CNN/Money described several of these in an article back in January 9, 2003. According to Justin Lahart, the author of the article, such indicators include the following:
· When stocks finish up the first five sessions of the year, the market can be expected to be up for the entire year as well. (This is good about 72% of the time.)
· When stocks are up for the month of January, then the market will be up for the year -- an indicator which is right on about 74% of the time. (The problem is that an up January can still result in the rest of the year being down, but that the down portion of the 11 months is less than the up portion of January -- and thus the year overall is up. In 1987, for example, January was up 13.2 percent, and closed the year up 2 percent -- implying that the period from February through December was down 9.9 percent. If you bought into the market based on a good January, you lost heavily.)
· When stocks in April are up, the year is up -- but only 68% of the time.

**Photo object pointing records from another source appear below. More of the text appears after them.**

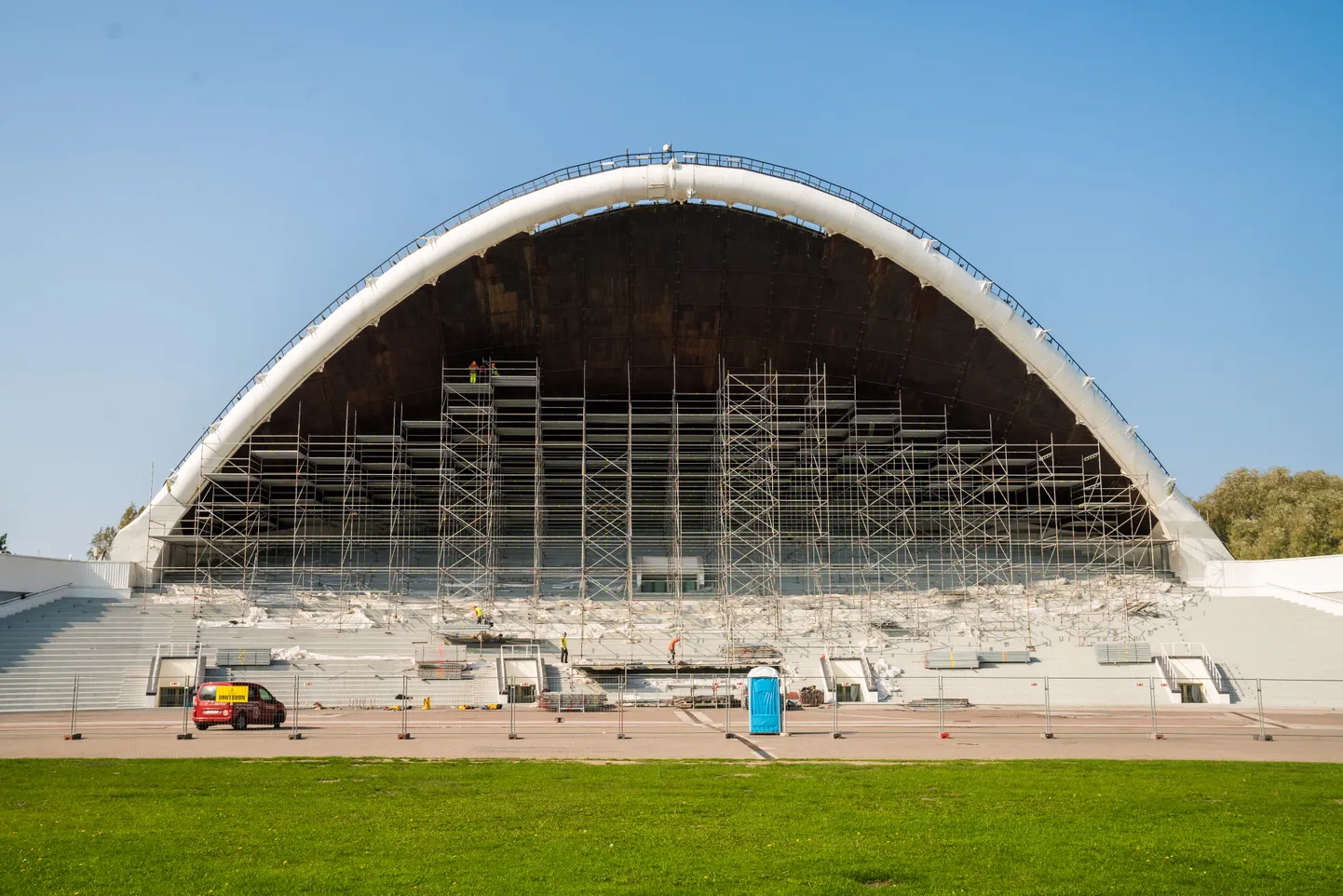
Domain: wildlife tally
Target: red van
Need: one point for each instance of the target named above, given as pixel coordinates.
(237, 704)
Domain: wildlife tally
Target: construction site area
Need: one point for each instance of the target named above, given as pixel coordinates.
(649, 434)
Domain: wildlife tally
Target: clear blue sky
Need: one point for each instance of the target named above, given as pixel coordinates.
(184, 184)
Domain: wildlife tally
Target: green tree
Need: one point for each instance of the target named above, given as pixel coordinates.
(1276, 513)
(101, 540)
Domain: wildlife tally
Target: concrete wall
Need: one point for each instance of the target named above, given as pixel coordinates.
(26, 574)
(1312, 582)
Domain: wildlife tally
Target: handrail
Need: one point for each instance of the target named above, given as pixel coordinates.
(35, 594)
(641, 160)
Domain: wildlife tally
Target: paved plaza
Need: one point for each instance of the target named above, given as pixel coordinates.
(868, 734)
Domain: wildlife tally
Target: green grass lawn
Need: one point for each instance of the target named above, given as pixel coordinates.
(391, 826)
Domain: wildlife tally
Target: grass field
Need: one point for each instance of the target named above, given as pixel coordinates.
(392, 826)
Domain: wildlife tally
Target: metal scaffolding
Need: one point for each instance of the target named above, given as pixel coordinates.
(771, 486)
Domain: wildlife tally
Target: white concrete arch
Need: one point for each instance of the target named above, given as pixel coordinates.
(683, 180)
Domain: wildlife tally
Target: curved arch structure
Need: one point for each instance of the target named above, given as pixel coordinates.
(689, 179)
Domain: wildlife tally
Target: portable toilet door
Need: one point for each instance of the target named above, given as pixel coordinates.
(766, 707)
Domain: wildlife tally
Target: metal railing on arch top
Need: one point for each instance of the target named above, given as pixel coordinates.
(638, 160)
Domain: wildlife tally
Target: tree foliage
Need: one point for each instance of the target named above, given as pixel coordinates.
(101, 540)
(1276, 513)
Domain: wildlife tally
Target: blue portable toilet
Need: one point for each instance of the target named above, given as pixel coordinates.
(766, 707)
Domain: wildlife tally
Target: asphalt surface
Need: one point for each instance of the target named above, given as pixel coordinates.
(868, 734)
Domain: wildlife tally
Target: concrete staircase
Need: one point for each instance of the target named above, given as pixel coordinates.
(109, 643)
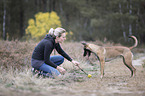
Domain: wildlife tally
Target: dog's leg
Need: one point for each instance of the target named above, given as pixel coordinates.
(128, 62)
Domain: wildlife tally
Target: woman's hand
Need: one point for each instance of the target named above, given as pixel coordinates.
(61, 70)
(75, 62)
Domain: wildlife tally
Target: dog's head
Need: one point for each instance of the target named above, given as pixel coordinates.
(87, 51)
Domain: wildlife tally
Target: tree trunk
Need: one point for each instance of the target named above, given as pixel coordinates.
(4, 21)
(122, 23)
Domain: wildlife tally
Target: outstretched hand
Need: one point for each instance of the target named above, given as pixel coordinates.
(75, 62)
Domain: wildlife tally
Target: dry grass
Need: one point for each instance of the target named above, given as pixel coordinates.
(16, 76)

· When hemlines are up -- and presumably an indicator of a more robust, optimistic mood of the masses in the market in general -- then the stock market is going up. (The problem now is that fashion is anyone’s game, and there is very little consistency in wearing mini-skirts or hem lines to the floor.)

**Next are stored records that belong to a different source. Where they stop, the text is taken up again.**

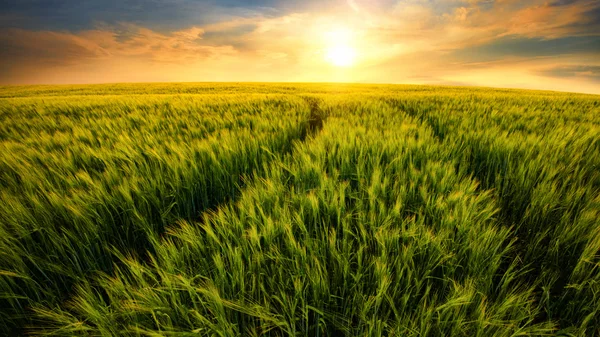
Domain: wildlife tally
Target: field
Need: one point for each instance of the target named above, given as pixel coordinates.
(298, 210)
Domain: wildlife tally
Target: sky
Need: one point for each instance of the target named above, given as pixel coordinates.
(533, 44)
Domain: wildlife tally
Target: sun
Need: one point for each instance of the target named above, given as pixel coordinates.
(340, 55)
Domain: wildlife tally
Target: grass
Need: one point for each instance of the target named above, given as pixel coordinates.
(298, 209)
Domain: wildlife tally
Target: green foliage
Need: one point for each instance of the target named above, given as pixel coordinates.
(298, 210)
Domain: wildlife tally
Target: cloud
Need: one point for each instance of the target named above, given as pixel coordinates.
(420, 41)
(570, 71)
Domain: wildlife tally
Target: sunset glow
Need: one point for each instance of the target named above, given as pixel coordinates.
(541, 44)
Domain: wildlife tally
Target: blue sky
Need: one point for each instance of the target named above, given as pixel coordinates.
(545, 44)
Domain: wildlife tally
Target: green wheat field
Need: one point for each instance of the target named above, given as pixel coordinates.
(298, 210)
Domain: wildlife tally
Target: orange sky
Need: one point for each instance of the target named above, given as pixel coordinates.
(503, 43)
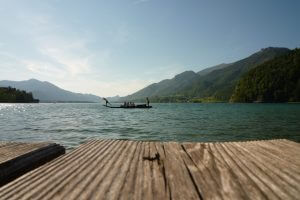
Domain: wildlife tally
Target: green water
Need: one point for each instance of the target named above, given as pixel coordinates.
(72, 124)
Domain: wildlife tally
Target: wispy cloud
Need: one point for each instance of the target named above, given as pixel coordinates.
(140, 1)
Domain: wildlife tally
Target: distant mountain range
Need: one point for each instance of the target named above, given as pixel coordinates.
(47, 92)
(217, 82)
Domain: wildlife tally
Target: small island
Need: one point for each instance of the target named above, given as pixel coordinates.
(13, 95)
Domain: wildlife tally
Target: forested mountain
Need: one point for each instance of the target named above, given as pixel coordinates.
(166, 87)
(47, 92)
(12, 95)
(210, 69)
(277, 80)
(217, 82)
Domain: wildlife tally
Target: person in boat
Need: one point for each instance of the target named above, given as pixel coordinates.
(106, 101)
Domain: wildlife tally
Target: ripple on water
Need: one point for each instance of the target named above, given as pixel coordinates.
(72, 124)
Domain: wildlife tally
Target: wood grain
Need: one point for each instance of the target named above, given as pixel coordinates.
(118, 169)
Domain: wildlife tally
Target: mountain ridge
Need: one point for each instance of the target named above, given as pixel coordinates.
(48, 92)
(217, 81)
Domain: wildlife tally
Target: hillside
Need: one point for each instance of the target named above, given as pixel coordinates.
(277, 80)
(47, 92)
(166, 87)
(216, 82)
(210, 69)
(12, 95)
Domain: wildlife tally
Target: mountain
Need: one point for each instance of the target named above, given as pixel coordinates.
(217, 82)
(210, 69)
(166, 87)
(47, 92)
(277, 80)
(221, 83)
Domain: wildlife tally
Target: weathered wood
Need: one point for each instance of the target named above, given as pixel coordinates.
(117, 169)
(18, 158)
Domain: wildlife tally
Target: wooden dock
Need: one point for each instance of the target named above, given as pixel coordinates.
(118, 169)
(18, 158)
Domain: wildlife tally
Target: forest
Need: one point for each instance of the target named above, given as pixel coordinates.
(277, 80)
(12, 95)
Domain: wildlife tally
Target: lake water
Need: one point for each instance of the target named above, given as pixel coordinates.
(72, 124)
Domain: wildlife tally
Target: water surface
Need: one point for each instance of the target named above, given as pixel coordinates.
(72, 124)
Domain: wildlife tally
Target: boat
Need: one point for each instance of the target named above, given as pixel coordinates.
(127, 106)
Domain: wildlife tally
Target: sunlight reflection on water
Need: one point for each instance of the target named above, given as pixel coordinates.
(72, 124)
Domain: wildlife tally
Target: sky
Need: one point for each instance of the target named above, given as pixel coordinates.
(116, 47)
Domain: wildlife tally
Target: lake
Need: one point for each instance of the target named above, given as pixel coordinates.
(72, 124)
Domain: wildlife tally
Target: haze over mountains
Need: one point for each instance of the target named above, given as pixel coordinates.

· When a team from the old American Football League (AFL) wins the Super Bowl, the stock market is expected to go down. For thirty years, this indicator was right 90% of the time, but then was wrong four times in a row. Bummer! (But even with the latter the Super Bowl is still a respectable indicator 79% of the time.) [The best part is the idea that the 2003 Superbowl had two teams who were both basically pirates!]
· When a bull or facsimile shows up on the front cover of Time or Newsweek, this is a sign of a bear market, i.e. good news in the market arrives at the market’s peak, and thus the only direction is then down. The opposite apparently also works. This is known as the Contrarian view, i.e. do the opposite of what the crowd is doing.
Now that you have the real skinny, consider investing in real estate -- perhaps a home in the country. Maybe a mountain home, or a cottage by the sea. Something you can use!
In any case, remember that The Greater Fool Theory states that it’s okay to be a fool and buy overpriced stock (or real estate) if you can find a greater fool who will buy it from you at an even greater overpriced value.